What's local?   How does the local authority know to set a negative trust 
anchor?   This seems very labor-intensive and failure-prone.   Generally 
speaking, from what I've heard, when bad DNSSEC configurations happen, there's 
a back-and-forth with the administrator of the broken zone.   But this is all 
third-hand, at best--if your experience has been different I would like to hear 
about it.

> It basically tells the recursive resolver to not perform (skip) DNSSEC
> validation on a specific domain name for which a Negative Trust Anchor has
> been locally configured. Since it would be locally configured it should
> not rely on the CA infrastructure at all, and all of the inherent issues
> of that - or need to rely on certificate revocations and whatnot.

So this is assuming that validation is occurring on a caching resolver run by 
the provider, and that negative trust anchors simply won't have any effect for 
hosts that do their own validation?

> Also, if a domain has already messed up their DNSSEC signing operations,
> it is unlikely they'd figure out a way to properly sign a Negative Trust
> Anchor or anything else for that matter.

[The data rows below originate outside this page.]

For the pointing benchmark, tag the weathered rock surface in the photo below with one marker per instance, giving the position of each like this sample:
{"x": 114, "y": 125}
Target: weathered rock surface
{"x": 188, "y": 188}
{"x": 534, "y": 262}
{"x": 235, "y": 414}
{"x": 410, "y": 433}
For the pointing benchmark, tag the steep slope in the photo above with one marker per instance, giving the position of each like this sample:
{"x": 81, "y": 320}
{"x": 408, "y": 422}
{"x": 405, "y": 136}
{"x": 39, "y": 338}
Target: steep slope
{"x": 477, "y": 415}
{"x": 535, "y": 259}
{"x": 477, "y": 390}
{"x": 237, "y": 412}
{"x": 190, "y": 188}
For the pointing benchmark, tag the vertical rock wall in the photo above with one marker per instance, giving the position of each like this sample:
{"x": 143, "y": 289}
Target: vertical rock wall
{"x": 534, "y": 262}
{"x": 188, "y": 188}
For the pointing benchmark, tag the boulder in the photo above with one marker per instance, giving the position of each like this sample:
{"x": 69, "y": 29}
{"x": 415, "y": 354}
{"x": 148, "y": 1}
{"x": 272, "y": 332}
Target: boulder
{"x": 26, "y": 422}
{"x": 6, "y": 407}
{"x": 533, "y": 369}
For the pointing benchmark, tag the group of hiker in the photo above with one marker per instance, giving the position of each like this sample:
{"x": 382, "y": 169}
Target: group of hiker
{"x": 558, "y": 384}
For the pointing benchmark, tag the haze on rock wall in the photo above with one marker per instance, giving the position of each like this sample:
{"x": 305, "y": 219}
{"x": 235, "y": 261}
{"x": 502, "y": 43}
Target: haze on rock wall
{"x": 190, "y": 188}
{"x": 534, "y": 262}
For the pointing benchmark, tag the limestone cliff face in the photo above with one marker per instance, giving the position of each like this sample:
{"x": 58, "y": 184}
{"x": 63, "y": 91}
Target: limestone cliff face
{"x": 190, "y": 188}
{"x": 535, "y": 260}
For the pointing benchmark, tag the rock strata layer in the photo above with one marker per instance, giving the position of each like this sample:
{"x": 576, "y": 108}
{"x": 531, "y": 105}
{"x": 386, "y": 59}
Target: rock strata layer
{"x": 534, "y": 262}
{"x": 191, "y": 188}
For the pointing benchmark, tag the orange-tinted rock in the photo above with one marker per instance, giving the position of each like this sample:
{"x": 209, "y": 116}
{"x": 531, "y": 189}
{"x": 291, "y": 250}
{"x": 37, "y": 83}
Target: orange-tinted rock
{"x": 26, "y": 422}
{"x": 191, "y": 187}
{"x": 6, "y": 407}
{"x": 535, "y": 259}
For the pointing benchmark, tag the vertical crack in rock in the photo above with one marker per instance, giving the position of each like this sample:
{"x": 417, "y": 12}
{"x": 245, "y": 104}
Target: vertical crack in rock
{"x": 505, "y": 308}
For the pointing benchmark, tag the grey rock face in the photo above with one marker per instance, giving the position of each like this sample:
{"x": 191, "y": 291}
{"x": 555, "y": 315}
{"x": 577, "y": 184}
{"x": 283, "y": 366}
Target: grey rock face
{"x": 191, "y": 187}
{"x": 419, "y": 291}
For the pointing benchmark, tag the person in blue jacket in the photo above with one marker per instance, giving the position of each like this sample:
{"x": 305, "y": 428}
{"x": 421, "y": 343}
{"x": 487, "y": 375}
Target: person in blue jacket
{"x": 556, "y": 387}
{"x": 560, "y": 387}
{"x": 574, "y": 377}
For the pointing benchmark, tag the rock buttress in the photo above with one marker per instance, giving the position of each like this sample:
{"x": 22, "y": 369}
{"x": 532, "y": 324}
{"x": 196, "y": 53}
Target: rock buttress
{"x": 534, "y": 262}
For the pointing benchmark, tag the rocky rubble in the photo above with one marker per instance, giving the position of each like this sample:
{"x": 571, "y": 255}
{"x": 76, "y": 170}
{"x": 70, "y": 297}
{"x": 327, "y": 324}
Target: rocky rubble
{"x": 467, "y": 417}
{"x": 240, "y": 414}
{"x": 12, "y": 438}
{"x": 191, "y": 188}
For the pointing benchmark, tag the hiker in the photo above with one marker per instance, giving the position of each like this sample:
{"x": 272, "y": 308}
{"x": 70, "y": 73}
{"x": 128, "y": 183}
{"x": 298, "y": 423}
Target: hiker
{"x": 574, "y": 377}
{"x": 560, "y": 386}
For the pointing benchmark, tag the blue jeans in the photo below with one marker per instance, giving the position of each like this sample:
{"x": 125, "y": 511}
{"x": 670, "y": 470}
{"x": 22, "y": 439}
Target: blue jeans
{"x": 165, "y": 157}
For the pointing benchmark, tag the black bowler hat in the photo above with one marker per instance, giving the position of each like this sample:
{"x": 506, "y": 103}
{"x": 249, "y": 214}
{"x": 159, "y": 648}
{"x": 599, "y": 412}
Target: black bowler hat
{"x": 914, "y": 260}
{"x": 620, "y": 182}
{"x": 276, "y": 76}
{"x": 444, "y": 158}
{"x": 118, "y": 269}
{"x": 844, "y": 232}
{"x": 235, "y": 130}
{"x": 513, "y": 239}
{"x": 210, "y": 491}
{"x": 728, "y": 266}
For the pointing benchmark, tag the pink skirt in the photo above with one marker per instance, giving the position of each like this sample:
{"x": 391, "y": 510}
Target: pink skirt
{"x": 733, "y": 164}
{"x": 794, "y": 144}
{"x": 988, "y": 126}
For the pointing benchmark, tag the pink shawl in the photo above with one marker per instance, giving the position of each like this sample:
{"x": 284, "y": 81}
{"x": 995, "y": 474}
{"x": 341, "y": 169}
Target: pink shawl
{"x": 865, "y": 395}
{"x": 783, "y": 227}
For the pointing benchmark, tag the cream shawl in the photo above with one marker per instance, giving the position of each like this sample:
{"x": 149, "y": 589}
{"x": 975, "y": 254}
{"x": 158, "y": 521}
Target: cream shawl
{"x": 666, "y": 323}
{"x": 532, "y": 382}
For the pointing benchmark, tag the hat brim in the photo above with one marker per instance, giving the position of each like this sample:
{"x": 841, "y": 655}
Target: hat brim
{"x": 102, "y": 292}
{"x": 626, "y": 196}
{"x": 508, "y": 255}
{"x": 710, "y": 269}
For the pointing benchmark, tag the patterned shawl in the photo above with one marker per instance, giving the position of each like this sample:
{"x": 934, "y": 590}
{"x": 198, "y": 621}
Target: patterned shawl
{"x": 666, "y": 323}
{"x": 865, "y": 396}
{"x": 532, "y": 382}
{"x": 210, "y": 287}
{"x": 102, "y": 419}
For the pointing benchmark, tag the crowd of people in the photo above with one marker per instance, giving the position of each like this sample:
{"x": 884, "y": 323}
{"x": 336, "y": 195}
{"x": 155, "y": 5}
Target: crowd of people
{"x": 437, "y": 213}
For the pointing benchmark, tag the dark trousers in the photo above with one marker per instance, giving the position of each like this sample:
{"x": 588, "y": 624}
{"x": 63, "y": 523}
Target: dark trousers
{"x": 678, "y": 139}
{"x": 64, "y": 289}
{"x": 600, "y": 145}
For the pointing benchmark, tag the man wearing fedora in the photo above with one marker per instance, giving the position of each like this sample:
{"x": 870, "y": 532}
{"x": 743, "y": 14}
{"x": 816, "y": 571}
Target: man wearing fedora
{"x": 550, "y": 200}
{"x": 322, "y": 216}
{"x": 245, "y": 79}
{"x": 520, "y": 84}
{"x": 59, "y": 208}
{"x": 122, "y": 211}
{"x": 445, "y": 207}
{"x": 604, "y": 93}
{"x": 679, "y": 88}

I think this is wrong: the incidents I've heard of were mistakes, which 
resulted in teaching moments for the people who made them, which resulted in 
them learning how to do it right.   It's not like you're going to get a broken 
zone signature if you are completely ignorant, because if you are completely 
ignorant you're not going to try to sign the zone.

> I hope that helps, assuming of course that I understood the question
> relating RFC5280 to this I-D. :-)

It does help--thanks!

On to your response to Joe:

> 5. The DNSOP WG should discuss how to assess when critical DNSSEC
> deployment mass has been achieved so that this is no longer a common
> practice.

Who cares?   If you publish this, you have to assume that whatever you 
recommend here is going to continue to be used well beyond its intended 
lifetime.   Of course, e.g. Comcast will do the right thing, but this won't 
just be used by Comcast.

I think that if you acknowledge that host-resident validating resolvers are not 
going to support negative trust anchors, this is a non-problem, since the rise 
of host-resident validating resolvers, which I think is inevitable in the long 
run, will automatically obsolete this work.

However, if you do decide to rely on this, it's probably worth talking about 
what that obsolescence path will look like, since an NTA in the provider 
caching resolver may produce different results on the host-resident validating 
resolver, as you mention in point 6.